I'm also curious the other way around. I think that it would be just empty.
Given $T\circ S=\emptyset$ and $R$ nonempty, would $(T \circ S) \circ R$ be anything other than the empty set?
I'm also curious the other way around. I think that it would be just empty.
Recall the definition of composition:
Let $R,S$ be binary relations. $R\circ S = \{\langle x,y\rangle\mid \exists z(\langle x,z\rangle\in S\wedge \langle z,y\rangle\in R)\}$. (Essentially this a generalization of composition of functions.)
Suppose $R=\emptyset$ (which is a relation as all its members are ordered pairs) then clearly $R\circ S=\emptyset$, otherwise $x(R\circ S)y$ implies there is some $z$ such that $\langle x,z\rangle\in S=\emptyset$ which is a contradiction.

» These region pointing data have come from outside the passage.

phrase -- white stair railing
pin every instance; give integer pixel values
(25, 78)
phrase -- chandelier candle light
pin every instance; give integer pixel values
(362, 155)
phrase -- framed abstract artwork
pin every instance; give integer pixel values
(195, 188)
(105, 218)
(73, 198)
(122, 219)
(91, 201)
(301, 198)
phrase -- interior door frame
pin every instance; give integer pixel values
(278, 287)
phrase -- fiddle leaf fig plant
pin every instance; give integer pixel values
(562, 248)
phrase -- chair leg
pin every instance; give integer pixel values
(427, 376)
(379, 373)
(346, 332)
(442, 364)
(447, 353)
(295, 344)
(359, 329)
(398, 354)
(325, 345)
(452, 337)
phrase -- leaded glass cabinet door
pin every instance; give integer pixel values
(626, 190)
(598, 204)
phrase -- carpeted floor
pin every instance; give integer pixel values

Asaf already gave a good answer. I prefer the order of composition of relations to be the same as for functions (which, if I am not mistaking, is the opposite of Asaf's order).

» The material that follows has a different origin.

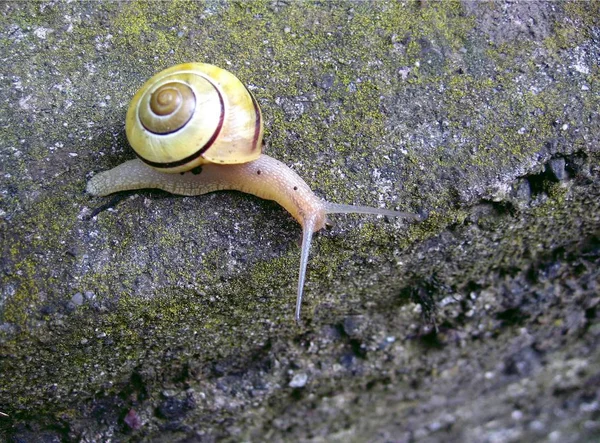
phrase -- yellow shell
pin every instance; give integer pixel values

So suppose $X,Y,Z$ are sets and we have relations $X\xrightarrow{R}Y\xrightarrow{S}Z$ (by which I mean $R$ is a relation from $X$ to $Y$, and $S$ is a relation from $Y$ to $Z$). Then the composition $S\circ R$ is a relation from $X$ to $Z$ given by
$S\circ R:=\{(x,z)|\exists y\in Y: (x,y)\in R\text{ and }(y,z)\in S\}$.
Now to your question about the converse: this is not true. An easy counter-example might be to take $X=\{1\}=Z$ and $Y=\{1,2\}$, and $R=\{(1,1)\}$ and $S=\{(2,1)\}$. Then $(1,1)\notin S\circ R$. So $S\circ R=\emptyset$ while $R\neq \emptyset$ and $S\neq \emptyset$.